La broma viral de John Stones y Thomas Tuchel tras el partido contra México
El vestuario de Inglaterra se había convertido en una pequeña discoteca tras el 3-2 a México. Música a todo volumen, jugadores cantando, el cuerpo técnico dejándose llevar. En medio del ruido, Thomas Tuchel aplaudía al ritmo de los altavoces, relajado, sonriente, convencido de que la noche solo traía buenas noticias.
Hasta que vio a John Stones.
El central, con gesto serio, se llevaba la mano al hombro y estiraba el brazo con visible incomodidad. A unos metros, Declan Rice le señalaba algo al seleccionador. Tuchel frenó en seco, dejó de aplaudir y clavó la mirada en su defensa. Después del susto con Jordan Henderson, no estaba el ambiente para bromas.
O eso pensaba él.
Stones siguió el teatro unos segundos más. Hombro rígido, cara de dolor, silencio en medio del jaleo. De pronto, justo cuando la canción explotaba en el estribillo, el defensa empezó a lanzar el puño al aire, celebrando al ritmo del bajo, como si nada. Estalló el vestuario. Risas, gritos, y un Tuchel que pasó del susto al alivio en un parpadeo antes de lanzarse, literalmente, a abrazar al jugador de 32 años.
La escena duró apenas unos segundos, pero bastó para arrasar en redes sociales: más de 40 millones de reproducciones para una broma de vestuario convertida en fenómeno global.
Días después, con la calma ya recuperada, Stones tiró de ironía al hablar de su hombro ante los medios internos de la selección: “Ahora se siente mejor, se siente mejor; tiene sus altibajos”, dijo entre risas. Nada de parte médico, solo una frase que encajaba a la perfección con el tono de la broma.
El contexto explicaba la reacción de Tuchel. Minutos antes, Jordan Henderson había sufrido una lesión extraña al caer tras intentar saltar las vallas publicitarias después del partido. Un golpe absurdo, de esos que encienden todas las alarmas en un equipo que empieza a encadenar partidos de alta exigencia. Con ese precedente fresco en la memoria, cualquier gesto raro se convertía en motivo de preocupación.
Stones lo sabía. Y apretó el guion hasta el final.
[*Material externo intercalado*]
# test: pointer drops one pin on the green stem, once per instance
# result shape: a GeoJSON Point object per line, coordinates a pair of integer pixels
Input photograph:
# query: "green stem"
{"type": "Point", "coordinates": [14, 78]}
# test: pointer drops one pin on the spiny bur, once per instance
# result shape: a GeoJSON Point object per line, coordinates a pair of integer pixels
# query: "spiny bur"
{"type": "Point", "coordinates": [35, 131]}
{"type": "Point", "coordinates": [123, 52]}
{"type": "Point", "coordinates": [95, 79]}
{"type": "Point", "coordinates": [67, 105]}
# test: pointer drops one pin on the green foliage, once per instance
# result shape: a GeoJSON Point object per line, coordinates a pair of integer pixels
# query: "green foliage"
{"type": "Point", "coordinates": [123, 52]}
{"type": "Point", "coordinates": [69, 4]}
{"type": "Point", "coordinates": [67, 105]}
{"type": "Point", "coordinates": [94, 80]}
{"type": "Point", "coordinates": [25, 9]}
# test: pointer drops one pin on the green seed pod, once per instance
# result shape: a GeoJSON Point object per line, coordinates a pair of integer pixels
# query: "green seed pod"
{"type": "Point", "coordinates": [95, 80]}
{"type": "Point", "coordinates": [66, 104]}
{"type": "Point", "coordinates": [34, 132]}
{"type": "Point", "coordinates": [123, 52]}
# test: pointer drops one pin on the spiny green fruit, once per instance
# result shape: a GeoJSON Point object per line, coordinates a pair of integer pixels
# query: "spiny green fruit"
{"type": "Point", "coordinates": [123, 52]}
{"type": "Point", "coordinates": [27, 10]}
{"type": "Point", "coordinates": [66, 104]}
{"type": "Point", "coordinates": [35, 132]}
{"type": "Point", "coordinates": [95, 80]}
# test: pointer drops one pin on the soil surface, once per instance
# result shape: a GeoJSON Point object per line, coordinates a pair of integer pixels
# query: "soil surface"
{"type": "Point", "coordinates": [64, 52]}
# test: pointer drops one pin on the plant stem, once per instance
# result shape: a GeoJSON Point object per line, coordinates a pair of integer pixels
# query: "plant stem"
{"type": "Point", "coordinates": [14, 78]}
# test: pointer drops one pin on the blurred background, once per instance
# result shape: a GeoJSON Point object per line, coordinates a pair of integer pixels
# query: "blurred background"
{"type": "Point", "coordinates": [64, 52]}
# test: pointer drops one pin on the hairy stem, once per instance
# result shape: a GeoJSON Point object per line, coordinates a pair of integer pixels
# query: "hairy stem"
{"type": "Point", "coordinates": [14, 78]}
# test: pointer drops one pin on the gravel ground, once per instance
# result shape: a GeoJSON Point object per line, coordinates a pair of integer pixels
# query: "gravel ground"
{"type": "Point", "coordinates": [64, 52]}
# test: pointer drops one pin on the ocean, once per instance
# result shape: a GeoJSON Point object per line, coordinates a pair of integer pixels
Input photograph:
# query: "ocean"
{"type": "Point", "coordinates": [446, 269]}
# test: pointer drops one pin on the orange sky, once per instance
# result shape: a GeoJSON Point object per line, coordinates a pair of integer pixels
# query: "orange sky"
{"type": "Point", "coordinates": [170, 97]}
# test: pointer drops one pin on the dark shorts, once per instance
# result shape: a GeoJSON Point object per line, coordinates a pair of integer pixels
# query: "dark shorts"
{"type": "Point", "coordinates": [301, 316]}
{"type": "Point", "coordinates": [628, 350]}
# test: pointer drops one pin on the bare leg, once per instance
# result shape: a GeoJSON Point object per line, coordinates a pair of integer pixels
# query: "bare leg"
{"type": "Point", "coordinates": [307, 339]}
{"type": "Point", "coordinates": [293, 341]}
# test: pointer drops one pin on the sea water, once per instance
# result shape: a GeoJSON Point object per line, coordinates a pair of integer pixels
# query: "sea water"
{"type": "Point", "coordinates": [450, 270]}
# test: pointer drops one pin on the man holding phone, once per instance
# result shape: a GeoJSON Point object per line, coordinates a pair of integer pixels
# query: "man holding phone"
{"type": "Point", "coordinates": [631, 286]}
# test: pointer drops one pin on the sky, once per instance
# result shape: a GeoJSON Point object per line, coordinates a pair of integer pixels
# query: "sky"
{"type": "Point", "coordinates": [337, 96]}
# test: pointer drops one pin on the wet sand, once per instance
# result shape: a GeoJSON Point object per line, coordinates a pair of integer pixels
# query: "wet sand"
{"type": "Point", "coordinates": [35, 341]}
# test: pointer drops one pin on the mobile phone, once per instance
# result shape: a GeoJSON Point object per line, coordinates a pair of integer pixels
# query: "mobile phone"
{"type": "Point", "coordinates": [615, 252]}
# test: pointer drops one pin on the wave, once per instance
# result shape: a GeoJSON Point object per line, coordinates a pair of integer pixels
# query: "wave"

“Intenté mantener la cara seria mientras lo hacía porque vi que él estaba preocupado y pensando: ‘¿se ha hecho daño de verdad?’”, reconoció el central. El momento Henderson estaba todavía en la cabeza de todos. “Sobre todo después de lo que acababa de hacer Hendo fuera, no sabía qué iba a pasar, pero había buenas vibras ahí dentro”.
El propio jugador admitió que no esperaba semejante repercusión: “No pensé que fuese a tener tanta tracción, siendo sincero”. Un gesto espontáneo, una cámara encendida en el momento justo y el resto lo hizo internet.
Más allá del viral, la noche ante México también dejó otro detalle deportivo para Stones. El defensa, titular en el 4-2 ante Croacia y con una aparición de último minuto en el 2-1 frente a DR Congo, volvió a entrar en escena cuando el partido pedía jerarquía. Saltó al campo con algo más de media hora por jugarse, justo después de la expulsión de Jarrel Quansah, que obligó a Tuchel a sacrificar a Bukayo Saka para recomponer la estructura defensiva.
En inferioridad numérica, Inglaterra necesitaba temple, oficio y una línea de atrás que no se descompusiera. Ahí apareció de nuevo Stones, esta vez sin bromas, para ayudar a sostener un resultado que terminó de disparar el ánimo del grupo.
Quizá por eso el vestuario estalló como estalló después. Porque detrás de la música, las risas y las cámaras, el equipo sabe que cada victoria cuenta, que cada susto físico pesa y que, entre golpes reales y bromas bien ejecutadas, se va forjando el carácter de una selección que quiere llegar lejos.